Saturday, August 25, 2012

High Fat Curried Zucchini

Ingredients:
  • 3 T bacon fat
  • 2 T ghee
  • 2 T red palm oil
  • 7 ounces zucchini, sliced or shredded
  • 1 tsp curry powder
  • salt to taste
  • optional: juice of 1 lemon or 1 lime
Melt the fats in a pan, on medium-low heat.

Add the curry powder and heat it up a few seconds until it's fragrant.

Add the zucchini and cook until it's mashable with a fork and little elbow grease.

Mash up the zucchini with the fat.

Remove from pan into a small nonreactive storage container.

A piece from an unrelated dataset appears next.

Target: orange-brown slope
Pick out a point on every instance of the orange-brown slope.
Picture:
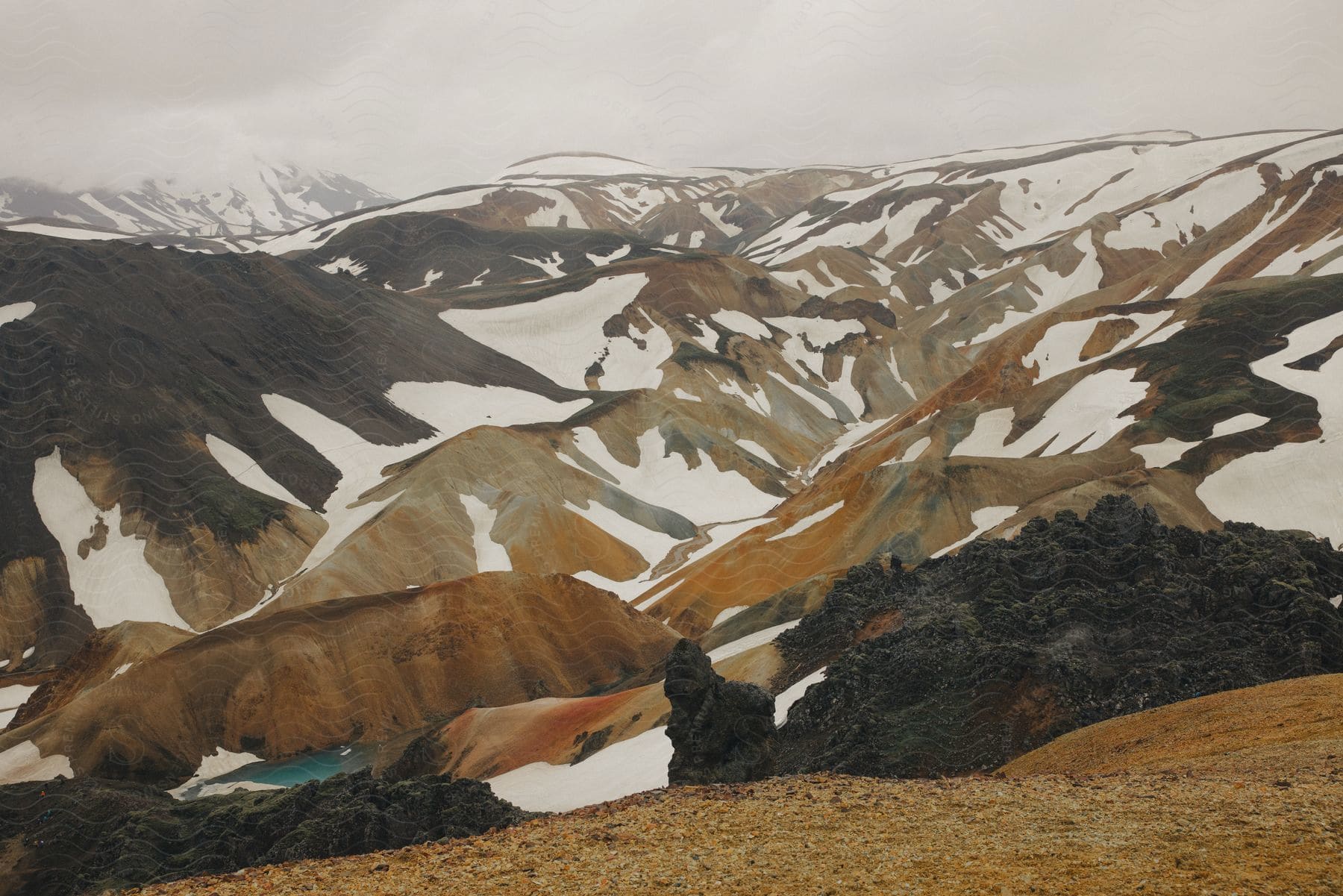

Stir in the lemon or lime juice.

Adjust the salt.

TIP: this is deliberately 1 T fat to 1 ounce zucchini, with seasoning.  Use it as a condiment in cooking (like heat up a couple T of this and scramble it into eggs, or ground meat, etc.; even stir it into a soup that's too lean, where the flavors would be appropriate). 

NOTE: it's easy to mix up the fats, and mix up the spices, depending on what you have on hand, and what you have a taste for.  For example, I had originally planned to use just bacon fat, and a little Italian blend with extra basil for the spicing, then stir in some flaked Parmesan I have, and sprinkle with a few pine nuts.  But I felt like red palm oil today, so changed it around.

ALSO: good garnishes with this would be chopped fresh herbs, chopped nuts and/or seeds, and even a dollop of sour cream or Greek yogurt, depending on the spicing and what if anything you add to this for protein.